誰も読まない手紙

ニラ豚



 拝啓、逃げ出したお前へ。
 何をしているのですか。
 隊長はお前が来るのを待っています。こんな大事な決戦前に姿を見せないのは何事ですか。お前がいないことを確認した誰もが、当然だという顔で頷いていました。それから、お前を気にするやつはいません。どこまでも情けないです。僕も、お前も、隊の全員も。
 お前ひとりがいたところで。それで魔王に勝てるわけないと思っているのです。仮に、本当に仮定の話ですよ、僕ら兵士が明日の戦いで魔王に負けても、この世界には勇者がいます。凡人でもなく、僕らみたいに弱くなく、お前みたいに逃げ出さない、世界に希望をもたらしてくれる勇者が。

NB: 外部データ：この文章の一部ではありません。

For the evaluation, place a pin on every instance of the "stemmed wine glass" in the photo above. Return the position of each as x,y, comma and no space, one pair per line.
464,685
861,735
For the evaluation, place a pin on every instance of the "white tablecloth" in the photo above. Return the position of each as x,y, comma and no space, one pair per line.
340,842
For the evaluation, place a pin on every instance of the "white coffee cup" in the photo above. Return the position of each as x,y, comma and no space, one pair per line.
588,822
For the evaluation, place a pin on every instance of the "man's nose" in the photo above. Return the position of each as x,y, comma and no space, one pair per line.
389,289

 異世界から王様が呼んできた勇者は、ええ、まあ、この世界で最強といって差し支えないでしょう。あれだけ僕らの隊長や聖騎士を完膚無きまでに叩きのめすのですから、彼が人知を超えた力を手にしているのは明らかです。一体どれほどの年月を鍛錬に費やしたのかは分かりませんが、あれで齢十八になり成人したばかりというのだから驚きです。僕たちは彼にとって役目不足なのか、少々、ほんの少しです、調子に乗ったり、見下すような発言が多くて反感を買っていますが、世間からみれば、彼は崇められ、称えられ、そして愛されています。
 しかしお前は、こう言いましたね。
「勇者がいれば俺ら座ってりゃいいだろうが」
 昨日のことです。僕らは明日に備えて訓練している途中のことでした。
 お前の怠け癖が全面に出た発言を僕は咎めましたが、周りの人間は少し笑っていました。鍛錬中だったのに放り出して出ていったお前を、誰も止めなかったのは、きっと少なからずや的を得ていたからかもしれません。

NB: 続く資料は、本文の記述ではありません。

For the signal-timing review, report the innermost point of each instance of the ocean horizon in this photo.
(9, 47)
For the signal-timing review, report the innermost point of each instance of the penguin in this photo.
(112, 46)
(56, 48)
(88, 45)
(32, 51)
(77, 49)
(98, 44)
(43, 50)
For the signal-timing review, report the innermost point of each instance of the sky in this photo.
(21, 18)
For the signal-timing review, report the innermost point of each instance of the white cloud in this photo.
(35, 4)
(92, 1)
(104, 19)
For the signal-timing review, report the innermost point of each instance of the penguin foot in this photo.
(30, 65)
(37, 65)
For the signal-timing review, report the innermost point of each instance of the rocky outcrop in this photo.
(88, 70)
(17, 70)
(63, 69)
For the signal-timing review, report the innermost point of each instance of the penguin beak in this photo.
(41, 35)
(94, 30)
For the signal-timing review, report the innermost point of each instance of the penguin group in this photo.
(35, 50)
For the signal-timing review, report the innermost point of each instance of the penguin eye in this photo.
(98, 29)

 けれど、それでも、これに意味がないとは誰も言いませんでした。汗を流して剣を振るうことも、歯を食いしばって坂道を走ることも、何かあれば盾になることも、魔物に怯えている村があれば長い道のりをどこまでもいくことも、勇者にやらせられない僕らの役目です。僕らがやっていることを勇者がいれば意味がないなんて、どこの誰にも言わせません。その僕らの中に、もうお前は入ってませんがね。

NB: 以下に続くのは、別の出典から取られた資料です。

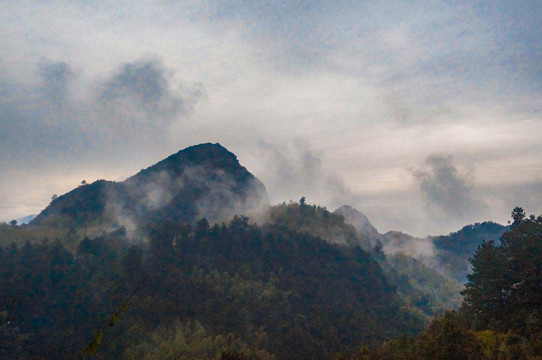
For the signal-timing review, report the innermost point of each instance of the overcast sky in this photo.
(423, 115)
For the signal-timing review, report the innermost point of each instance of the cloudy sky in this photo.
(424, 115)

 僕には、いいえ僕ら兵士には、魔王を倒せるほどの力はありません。それでもお前みたいに諦めたり、逃げ出したりは決してしませんが。明日は何百万分の一の確率を必死に求めることになるでしょう。それでも、弱いことを罪とは呼べません。僕らは困っている人を助けることができます。魔物から小さな子供を守ることができます。守った子供の中には、いつか魔王を倒すほどの力を持つ子供がいるかもしれない。誰かを守れるだけの力があれば、可能性をつなげていけば、それを積み重ねていけば、いつか世界に平和が訪れると思っていました。
 異世界から呼んだ勇者に頼らなくても。
 当たり前ですが魔王は一刻も早く倒してしかるべき存在です。時間がかかれば犠牲者は増えます。最短な方法はこれです。疑いようがありません。最短こそが最善かどうかなんてのは、そうですね、僕が死んだ後に分かるでしょう。
 死ぬのは怖くありません。本当に怖くないんです。兵士になったとき、この瞬間が来ることをずっと覚悟してきましたから。魔王と戦って死ぬことが、兵士として最高の名誉です。お前は違うのでしょうが。吐露すれば、そんな兵士の名誉なんてへったくれもない、お前が来なくて安堵してしまう、自分もいるのです。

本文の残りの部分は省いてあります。